In conclusione notizia importante, ma ci vuole chiarezza perchè si riflette sui consumi (peraltro di prodotti non molto costosi e quindi abbordabili anche da chi non ha molte disponibilità economiche).
Anche sul sito dell’IZSVe non si va oltre quello che riporta il Fatto.
Sarebbe opportuno che il Fatto come autorevole strumento di giornalismo di settore ponesse le stesse domande e manifestasse le stesse perplessità direttamente all’IZSVe.

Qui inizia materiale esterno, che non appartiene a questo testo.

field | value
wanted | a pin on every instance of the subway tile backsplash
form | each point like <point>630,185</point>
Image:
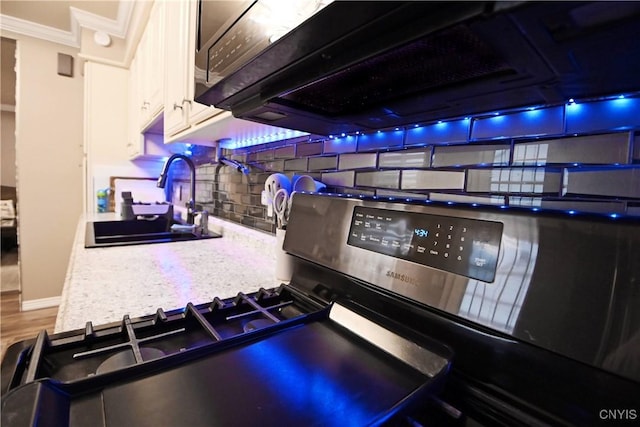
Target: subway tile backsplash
<point>551,158</point>
<point>432,180</point>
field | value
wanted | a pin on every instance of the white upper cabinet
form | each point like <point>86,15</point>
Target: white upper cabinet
<point>180,110</point>
<point>151,66</point>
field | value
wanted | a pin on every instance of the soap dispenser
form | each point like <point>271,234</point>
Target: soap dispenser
<point>126,207</point>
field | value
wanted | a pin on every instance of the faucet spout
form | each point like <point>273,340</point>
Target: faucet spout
<point>162,181</point>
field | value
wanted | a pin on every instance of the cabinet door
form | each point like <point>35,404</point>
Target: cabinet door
<point>154,74</point>
<point>176,109</point>
<point>134,139</point>
<point>150,58</point>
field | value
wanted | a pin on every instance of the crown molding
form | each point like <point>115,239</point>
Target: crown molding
<point>79,19</point>
<point>39,31</point>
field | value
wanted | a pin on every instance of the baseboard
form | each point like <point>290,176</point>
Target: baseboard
<point>36,304</point>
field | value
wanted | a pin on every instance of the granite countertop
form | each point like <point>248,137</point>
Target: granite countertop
<point>104,284</point>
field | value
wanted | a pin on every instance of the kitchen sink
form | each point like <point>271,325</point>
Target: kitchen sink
<point>140,231</point>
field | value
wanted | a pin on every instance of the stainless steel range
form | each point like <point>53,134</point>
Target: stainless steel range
<point>398,313</point>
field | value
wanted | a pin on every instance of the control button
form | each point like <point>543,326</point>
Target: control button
<point>480,262</point>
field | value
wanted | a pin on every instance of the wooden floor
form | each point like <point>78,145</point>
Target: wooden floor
<point>16,325</point>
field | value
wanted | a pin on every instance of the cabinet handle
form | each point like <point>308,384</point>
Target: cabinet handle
<point>180,106</point>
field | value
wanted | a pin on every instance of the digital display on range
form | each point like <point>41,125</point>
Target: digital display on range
<point>468,247</point>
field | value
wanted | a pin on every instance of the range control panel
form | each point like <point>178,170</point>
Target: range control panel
<point>468,247</point>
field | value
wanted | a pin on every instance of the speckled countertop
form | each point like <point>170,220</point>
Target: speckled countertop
<point>104,284</point>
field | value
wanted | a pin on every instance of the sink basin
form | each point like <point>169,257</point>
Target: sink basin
<point>137,232</point>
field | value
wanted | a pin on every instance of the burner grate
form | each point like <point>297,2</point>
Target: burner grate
<point>133,342</point>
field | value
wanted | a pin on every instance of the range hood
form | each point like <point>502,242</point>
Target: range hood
<point>357,66</point>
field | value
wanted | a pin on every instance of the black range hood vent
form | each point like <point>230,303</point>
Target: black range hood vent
<point>359,66</point>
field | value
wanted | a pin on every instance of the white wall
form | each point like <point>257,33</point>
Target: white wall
<point>49,129</point>
<point>8,153</point>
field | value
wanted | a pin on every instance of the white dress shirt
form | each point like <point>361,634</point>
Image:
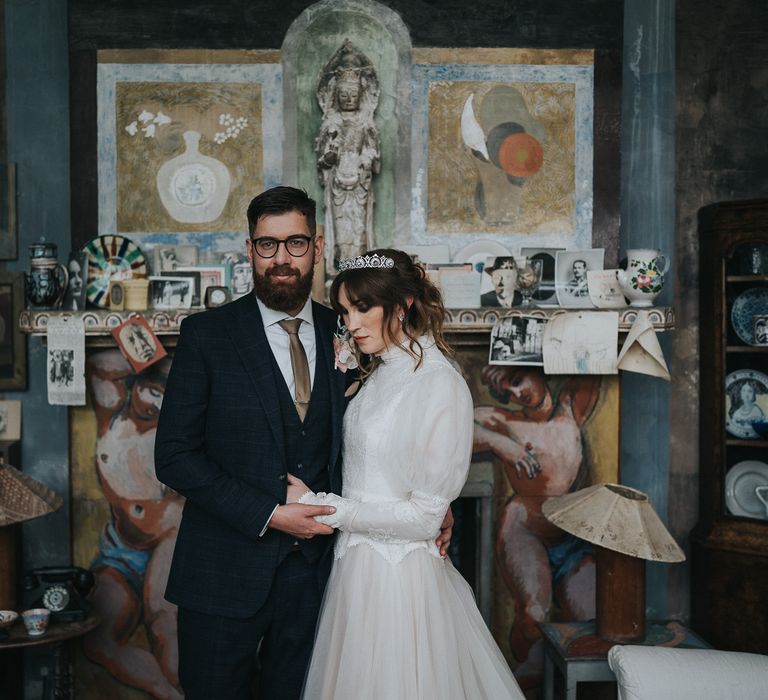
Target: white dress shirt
<point>280,344</point>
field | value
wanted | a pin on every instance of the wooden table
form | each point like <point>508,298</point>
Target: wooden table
<point>57,636</point>
<point>594,667</point>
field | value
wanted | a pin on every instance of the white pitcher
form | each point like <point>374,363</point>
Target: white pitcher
<point>643,279</point>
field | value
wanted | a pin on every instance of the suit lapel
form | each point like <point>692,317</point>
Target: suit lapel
<point>250,341</point>
<point>325,358</point>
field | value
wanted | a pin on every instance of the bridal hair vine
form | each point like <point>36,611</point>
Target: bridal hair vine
<point>367,261</point>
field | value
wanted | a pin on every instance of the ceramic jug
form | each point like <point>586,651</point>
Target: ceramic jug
<point>643,279</point>
<point>47,279</point>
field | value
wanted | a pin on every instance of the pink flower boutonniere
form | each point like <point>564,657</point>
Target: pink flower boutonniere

I valori di tetrodotossine riscontrati dai campionamenti citati nell’articolo si riferiscono al biennio 2017-2018. Dal 2018 l’area interessata dal rinvenimento dei campioni positivi è stata interdetta alla raccolta di molluschi bivalvi ed è stata esclusivamente destinata ad area sperimentale di studio, dove tuttora si stanno svolgendo ulteriori approfondimenti sull’effetto della stagionalità e sull’origine delle tetrodotossine.
I valori registrati non andavano oltre un logaritmo rispetto ai limiti fiduciari definiti dall’Autorità Europea Sicurezza Alimentari (EFSA), già molto prudenziali, ed erano comunque molto inferiori ai valori che, dalle evidenze scientifiche fin qui raccolte, sono in grado di determinare sintomatologia nell’uomo. Ad oggi nel mondo non è comunque stato segnalato alcun caso di avvelenamento a seguito di consumo di bivalvi contaminati da tetrodotossine.